Natural de São Paulo, Fabio Mechetti é Diretor Artístico e Regente Titular da Filarmônica de Minas Gerais desde 2008, ano de sua criação. Em 2014, ao ser convidado para ocupar o cargo de Regente Principal da Filarmônica da Malásia, tornou-se o primeiro brasileiro a dirigir uma orquestra asiática. Foi Residente da Sinfônica de San Diego, Titular das sinfônicas de Syracuse, Spokane e Jacksonville, sendo agora Regente Emérito das duas últimas. Foi Regente Associado de Mstislav Rostropovich na Sinfônica Nacional de Washington. Além de uma sólida carreira nos Estados Unidos e no Brasil, já conduziu em países como México, Peru, Venezuela, Nova Zelândia, Espanha, Japão, Escócia, Finlândia, Canadá, Suécia, Itália e Dinamarca. Mechetti é vencedor do Concurso Internacional de Regência Nicolai Malko. Possui títulos de mestrado em Composição e em Regência pela Juilliard School. Em 2022, fará sua estreia com a Filarmônica do Teatro Colón, em Buenos Aires, e a Sinfônica da Colômbia, em Bogotá.

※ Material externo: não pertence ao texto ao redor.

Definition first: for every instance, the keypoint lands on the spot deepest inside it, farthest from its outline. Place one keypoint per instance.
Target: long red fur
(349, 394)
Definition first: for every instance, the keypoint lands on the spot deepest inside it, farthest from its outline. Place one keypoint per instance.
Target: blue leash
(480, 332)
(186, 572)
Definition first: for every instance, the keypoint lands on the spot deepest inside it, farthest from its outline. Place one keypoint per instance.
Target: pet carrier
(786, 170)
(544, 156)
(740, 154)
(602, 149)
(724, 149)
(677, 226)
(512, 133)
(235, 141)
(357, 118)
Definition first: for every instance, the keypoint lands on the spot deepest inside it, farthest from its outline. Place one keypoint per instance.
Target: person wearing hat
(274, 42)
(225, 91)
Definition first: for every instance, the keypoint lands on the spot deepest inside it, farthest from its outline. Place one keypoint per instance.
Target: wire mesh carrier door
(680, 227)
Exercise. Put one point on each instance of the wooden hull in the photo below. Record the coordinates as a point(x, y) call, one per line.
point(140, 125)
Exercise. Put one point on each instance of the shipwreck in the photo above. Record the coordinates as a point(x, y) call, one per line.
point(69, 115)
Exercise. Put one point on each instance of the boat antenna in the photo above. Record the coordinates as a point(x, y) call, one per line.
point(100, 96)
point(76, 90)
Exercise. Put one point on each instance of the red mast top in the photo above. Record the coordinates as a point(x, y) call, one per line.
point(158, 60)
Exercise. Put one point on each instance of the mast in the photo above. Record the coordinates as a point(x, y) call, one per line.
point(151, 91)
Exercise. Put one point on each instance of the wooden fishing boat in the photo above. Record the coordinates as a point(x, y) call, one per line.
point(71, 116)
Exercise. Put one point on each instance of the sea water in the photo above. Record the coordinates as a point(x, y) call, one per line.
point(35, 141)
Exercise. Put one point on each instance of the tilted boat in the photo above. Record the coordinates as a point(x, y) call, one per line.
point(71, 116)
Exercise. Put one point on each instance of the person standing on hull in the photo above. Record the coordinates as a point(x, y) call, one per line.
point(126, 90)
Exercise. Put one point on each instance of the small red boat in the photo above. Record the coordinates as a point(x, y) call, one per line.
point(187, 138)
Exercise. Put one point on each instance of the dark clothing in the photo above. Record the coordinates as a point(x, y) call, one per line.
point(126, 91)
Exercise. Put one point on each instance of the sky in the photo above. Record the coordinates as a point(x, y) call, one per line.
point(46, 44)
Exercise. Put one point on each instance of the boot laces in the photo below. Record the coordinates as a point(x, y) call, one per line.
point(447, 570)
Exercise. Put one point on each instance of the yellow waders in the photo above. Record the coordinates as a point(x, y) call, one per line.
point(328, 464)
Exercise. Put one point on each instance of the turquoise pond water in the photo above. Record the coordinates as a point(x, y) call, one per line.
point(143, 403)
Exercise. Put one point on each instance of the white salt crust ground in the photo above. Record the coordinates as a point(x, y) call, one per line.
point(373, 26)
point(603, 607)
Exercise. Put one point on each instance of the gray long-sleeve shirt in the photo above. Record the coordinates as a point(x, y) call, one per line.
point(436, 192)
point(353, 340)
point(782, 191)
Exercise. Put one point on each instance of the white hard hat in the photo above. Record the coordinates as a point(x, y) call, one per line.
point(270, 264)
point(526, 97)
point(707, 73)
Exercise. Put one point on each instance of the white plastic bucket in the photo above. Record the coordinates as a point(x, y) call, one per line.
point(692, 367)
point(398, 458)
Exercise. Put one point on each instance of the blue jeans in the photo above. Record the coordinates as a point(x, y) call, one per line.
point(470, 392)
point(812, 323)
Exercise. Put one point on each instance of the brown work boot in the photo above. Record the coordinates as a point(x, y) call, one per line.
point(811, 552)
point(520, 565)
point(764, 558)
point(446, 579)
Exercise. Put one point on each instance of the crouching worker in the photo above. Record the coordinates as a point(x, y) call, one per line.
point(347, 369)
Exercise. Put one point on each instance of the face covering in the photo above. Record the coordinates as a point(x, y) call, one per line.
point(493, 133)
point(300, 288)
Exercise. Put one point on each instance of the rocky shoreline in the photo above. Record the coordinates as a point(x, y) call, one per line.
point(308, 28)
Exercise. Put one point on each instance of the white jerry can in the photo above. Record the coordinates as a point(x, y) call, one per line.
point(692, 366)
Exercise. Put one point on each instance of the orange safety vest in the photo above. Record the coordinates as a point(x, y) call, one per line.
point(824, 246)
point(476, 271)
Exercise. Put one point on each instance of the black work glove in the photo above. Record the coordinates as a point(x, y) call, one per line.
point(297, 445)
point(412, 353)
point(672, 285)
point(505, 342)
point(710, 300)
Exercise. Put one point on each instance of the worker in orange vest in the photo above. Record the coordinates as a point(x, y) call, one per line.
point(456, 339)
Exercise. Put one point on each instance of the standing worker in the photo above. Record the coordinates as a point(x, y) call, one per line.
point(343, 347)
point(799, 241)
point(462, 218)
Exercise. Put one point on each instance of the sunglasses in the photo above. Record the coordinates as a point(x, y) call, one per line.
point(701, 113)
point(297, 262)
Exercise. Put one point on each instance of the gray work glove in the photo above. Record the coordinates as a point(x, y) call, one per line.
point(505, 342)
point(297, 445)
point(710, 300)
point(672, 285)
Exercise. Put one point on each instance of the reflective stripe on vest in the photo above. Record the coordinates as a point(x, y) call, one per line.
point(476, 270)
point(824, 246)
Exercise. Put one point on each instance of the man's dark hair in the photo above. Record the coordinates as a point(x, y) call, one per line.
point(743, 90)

Daniela Liebman rapidamente se estabeleceu como uma artista de eloquência, elegância e nuance. Nascida em Guadalajara, México, começou seus estudos no piano aos cinco anos e fez sua estreia aos oito com a Sinfônica de Aguascalientes. Como solista, já se apresentou com mais de vinte e cinco orquestras em quatro continentes, como as sinfônicas Nacional do Equador, Nacional do México, Nacional de Bogotá, Fladamex e Michoacan, e as filarmônicas de Ontário, Orlando, Jalisco, Boca del Río e da Cidade do México. Seu trabalho camerístico teve destaque ao estrear no Palacio de Bellas Artes, na Cidade do México, com as apresentações de Shostakovich e de Mozart com a Orquestra de Câmara de Bellas Artes. Em Nova York,  apresentou-se no Carnegie Hall com a Orquestra de Câmara Park Avenue. Artista internacional Yamaha, estreou nas gravações em 2018 com o lançamento de seu disco homônimo. Atualmente, Daniela estuda na Juilliard School na classe de Yoheved Kaplinsk. 

Programa de Concerto

Concerto para piano nº 22 em Mi bemol maior, K. 482 | MOZART

No fim de 1785 e início de 1786, enquanto trabalhava na partitura de As bodas de Fígaro, Mozart escreveu três concertos para piano. Trabalhos pertencentes ao momento mais produtivo de toda a vida do compositor, os concertos para piano eram a ocasião ideal para o público acompanhar a interseção de seu lado compositor com sua face pianista. Desde sua mudança para Viena, em 1782, até 1786, Mozart escreveu nada menos que quinze obras do tipo, pois seu sustento financeiro dependia das apresentações. E o frescor das apresentações dependia, por sua vez, de obras inéditas. Justamente por razões financeiras, Mozart agendou três apresentações ao fim de dezembro de 1786. O Concerto para piano nº 22 foi terminado no dia 16, bem a tempo da estreia, no dia 23 de dezembro. Este foi o primeiro dos concertos para piano que Mozart concebeu com clarinetes em mente, e de fato incluiu clarinetes na instrumentação. A orquestra completa inclui flauta, dois clarinetes, dois fagotes, duas trompas, dois trompetes, tímpano e orquestra de cordas.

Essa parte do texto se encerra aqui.